This is a website that I have found helpful in gaining insight into abusive personalities and abusive relationships. http://www.drirene.com/verbalabuse.htm

Please get help. If you cannot recognize an abuser and understand the dynamics of abuse in a relationship, you are at risk of great harm.


seew
Don't meet him. It sounds like it has been over for a while. Long distance relationships are too much trouble anyway.


sweetheart88
Rating
head games


crappiekat1
He's stringing you along. say goodbye, he's seeing someone else and also wants to hold on to you, let it go!!!


Brown eyed girl
Long distance doesnt work honey hate to break it to you.


eagledreams
Rating
This guy wanted to make you hurt......he sounds to me like he has issues and wants to continue to have a control over you.

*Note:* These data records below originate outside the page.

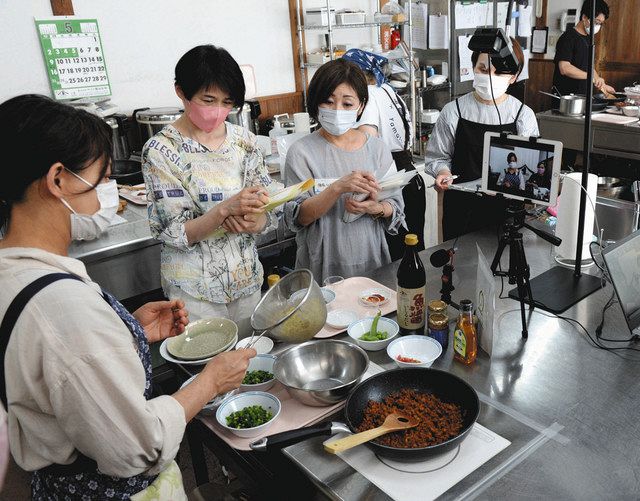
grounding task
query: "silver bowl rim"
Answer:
[251,268,316,331]
[273,339,370,393]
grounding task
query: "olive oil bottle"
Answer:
[453,299,478,365]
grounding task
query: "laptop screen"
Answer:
[602,230,640,331]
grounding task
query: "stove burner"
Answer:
[375,445,460,473]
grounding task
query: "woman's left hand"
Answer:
[345,197,384,214]
[222,213,267,233]
[133,299,189,343]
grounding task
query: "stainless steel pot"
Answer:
[598,176,627,198]
[104,114,131,160]
[273,340,369,407]
[267,113,320,134]
[227,99,260,134]
[251,269,327,343]
[133,107,183,145]
[539,91,587,116]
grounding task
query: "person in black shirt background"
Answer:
[553,0,615,96]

It is up to you to deprive him of this control. He still has power....power to deliver hurt throuigh playing with words and in turn playing with your m,ind. You need to be strong...change your phone and severe this malignant contact,


P B
Move on as painful as it is.... there is no future between the two of you from his actions. He just wanted his cake and eat it too.


Pama
Sounds like he doesn't want to be with you but wants to know what you are up to, hence the phone calls. Get yourself someone who wants to be with you and who loves you. Good luck.x


pitmanette
He wants what he wants, when he wants, and no matter why he wants. Unless you envision a life as a doormat, get out fast!


Nena S
Rating
I agree with the other answers.....LDRs are hard to maintain; and from what you wrote he is not in love with you ...YET he still wants you to be there, available, whenever HE feels like talking ! This is NOT fair and it is also NOT healthy.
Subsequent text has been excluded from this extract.